VOSTOK – Oppel

Le roman noir n’est pas forcément un thriller ou un polar. Il sait se faire politique voire humaniste. C’est le cas avec Vostok. Une plongée en territoire zombis. Mais nul mort-vivant, juste un lieu perdu  en Afrique, où la chaleur est étouffante, où une multinationale exploite les « terres rares ». C’est pour Jean Hugues Oppel, l’occasion de poser ses mots sur les profits faits à outrance en ignorant sciemment les notions d’humanité et d’écologie.

Je passe rapidement sur le style, Oppel sait y faire, il colle parfaitement à l’ambiance du lieu et aux dangers qui dominent. Oppressant et rapide. Côté personnages, Oppel nous sert une palanquée d’êtres abjects et repoussants, mis à part Tanya et Tony. Tanya Lawrence, est envoyée dans cette colonie par l’ONU pour pondre un rapport sur d’éventuelles irrégularités concernant les activités de la société Métal-IK (I pour International et K pour Konsortium).

Cette multinationale produit coûte que coûte, dix-sept motifs de conflit inscrits au tableau périodique des éléments. Les dirigeants font tout pour assurer la production. Un seul mot d’ordre de la direction, produire. Produire pour contrer les Chinois et les contrebandiers, produire pour livrer du Coltan, du Tantale, pour les puces électroniques que l’on trouve partout. Sans eux, vous ne liriez pas ces mots. Le marché est juteux. Sans samarium pas de barre de contrôle de réacteur nucléaire, pas plus de  guidage des drones et des missiles, pas de Lanthane, de Gadolinium ou d’Yttrium, pas de lunettes de vision nocturne ou de fibres optiques. Sans Indium pas d’écran plat.

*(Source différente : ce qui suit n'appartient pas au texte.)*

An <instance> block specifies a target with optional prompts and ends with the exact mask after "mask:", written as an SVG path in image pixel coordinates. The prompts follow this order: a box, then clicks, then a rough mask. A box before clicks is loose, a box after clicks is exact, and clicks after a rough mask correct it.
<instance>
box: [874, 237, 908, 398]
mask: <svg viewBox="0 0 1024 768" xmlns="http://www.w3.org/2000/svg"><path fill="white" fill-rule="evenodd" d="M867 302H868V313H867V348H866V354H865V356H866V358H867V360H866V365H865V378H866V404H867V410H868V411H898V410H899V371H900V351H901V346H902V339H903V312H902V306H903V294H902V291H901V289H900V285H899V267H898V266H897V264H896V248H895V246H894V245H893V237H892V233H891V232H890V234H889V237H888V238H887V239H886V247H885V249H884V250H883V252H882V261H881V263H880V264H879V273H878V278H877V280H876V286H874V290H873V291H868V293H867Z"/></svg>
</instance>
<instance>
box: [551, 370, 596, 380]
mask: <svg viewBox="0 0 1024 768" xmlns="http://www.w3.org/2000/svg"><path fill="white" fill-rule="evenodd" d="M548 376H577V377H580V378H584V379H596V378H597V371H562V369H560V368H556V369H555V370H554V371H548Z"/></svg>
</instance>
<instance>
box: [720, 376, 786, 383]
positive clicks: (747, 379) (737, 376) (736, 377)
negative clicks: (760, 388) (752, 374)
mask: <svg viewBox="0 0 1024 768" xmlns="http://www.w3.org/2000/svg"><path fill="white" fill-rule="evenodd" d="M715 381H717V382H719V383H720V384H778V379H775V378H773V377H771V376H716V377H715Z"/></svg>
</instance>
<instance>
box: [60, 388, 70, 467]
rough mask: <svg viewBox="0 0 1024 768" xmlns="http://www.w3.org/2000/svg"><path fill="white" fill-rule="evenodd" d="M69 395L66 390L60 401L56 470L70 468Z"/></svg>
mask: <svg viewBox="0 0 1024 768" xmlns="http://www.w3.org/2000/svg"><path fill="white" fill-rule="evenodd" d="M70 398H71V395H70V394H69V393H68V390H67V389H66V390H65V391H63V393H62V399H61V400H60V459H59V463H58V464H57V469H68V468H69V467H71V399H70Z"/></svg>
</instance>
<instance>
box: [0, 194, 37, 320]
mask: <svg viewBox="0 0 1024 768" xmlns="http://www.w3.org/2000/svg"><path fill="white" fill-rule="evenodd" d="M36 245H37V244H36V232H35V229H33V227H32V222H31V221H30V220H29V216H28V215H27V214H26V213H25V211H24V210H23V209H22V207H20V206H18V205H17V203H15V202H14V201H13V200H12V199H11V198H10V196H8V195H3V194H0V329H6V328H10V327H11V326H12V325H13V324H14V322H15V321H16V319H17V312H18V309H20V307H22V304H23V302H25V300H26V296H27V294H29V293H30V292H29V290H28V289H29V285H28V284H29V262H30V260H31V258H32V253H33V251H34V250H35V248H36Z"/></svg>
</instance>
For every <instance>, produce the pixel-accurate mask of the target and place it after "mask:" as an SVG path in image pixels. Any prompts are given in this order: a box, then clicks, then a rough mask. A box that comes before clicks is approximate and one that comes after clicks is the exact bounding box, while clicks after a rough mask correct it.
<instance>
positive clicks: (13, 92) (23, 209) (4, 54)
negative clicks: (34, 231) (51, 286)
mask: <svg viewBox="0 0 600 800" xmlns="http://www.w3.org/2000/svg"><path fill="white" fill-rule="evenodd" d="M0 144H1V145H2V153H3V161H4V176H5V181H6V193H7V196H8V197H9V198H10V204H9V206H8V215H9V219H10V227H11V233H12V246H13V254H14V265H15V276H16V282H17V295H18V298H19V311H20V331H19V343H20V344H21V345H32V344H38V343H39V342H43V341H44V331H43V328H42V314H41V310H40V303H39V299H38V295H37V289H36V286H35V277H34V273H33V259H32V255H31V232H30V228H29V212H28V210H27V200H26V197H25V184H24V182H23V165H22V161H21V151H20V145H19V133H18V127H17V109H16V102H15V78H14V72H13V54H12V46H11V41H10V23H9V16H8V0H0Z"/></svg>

La production est donc un enjeu majeur. Le centre d’une guerre économique tant notre dépendance aux productions des terres rares est forte. Sur les flancs de la montagne creusée de toutes parts, une noria de camions, de bulldozers, de chantier grondent et fument.

Par terre et sous terre, la fourmilière humaine creuse. Elle ne vaut pas cher. Le droit du travail des populations locales… dans une zone de non-droit, tous s’en battent l’œil.

C’est tout le cynisme de ces multinationales, pour qui les intérêts financiers sont prioritaires. Elles n’ont que faire de leurs employés et de l’environnement.

Tanya est largement habituée à son métier et à ses effets collatéraux. C’est une touche à tout franche, brillante et intelligente.  Ses traits annoncent la fin de sa jeunesse.  Dès son arrivée, Tony Donizzi, un gaillard à la tignasse brun foncé, un bon baroudeur, la prend sous sa protection. Car dans le monde de la Colonie, les mercenaires pullulent. Mais ce ne sont pas les pires.  Les dirigeants veillent à la production.

Parmi eux, il y a Bernard Satier, géologue, végétarien mais surtout barbouze free-lance, pas forcément à la solde de l’énorme Maxime Pardieu, le directeur de la Colonie et de son second, l’ambitieux Simon Messer totalement étranger à la bonté et la loyauté. Bref cette colonie est un pot de pue. Même l’ingénieur météorologue, Arthur G. Webster est un emmerdeur en fin de carrière. D’ailleurs, un météorologue pourquoi faire dans ce trou ravagé par la chaleur du bout du monde ? Tous subissent la température qui oscille entre chaud et très chaud.

Vostok est loin de l’Afrique. Pourtant, Oppel nous y renvoie sans cesse.  Comme pour mieux nous persuader qu’il y a toujours pire. Et c’est effectivement le cas. Sous cette ambiance étouffante où la corruption et la traitrise règnent, une autre menace aussi invisible que gigantesque plane. Là où l’argent est roi, où tous lui sont inféodés, même la nature peut se révéler être la plus dangereuse de tous.

Vostok, est roman noir. Pas forcément parfait mais assurément en lien avec la mondialisation de notre société.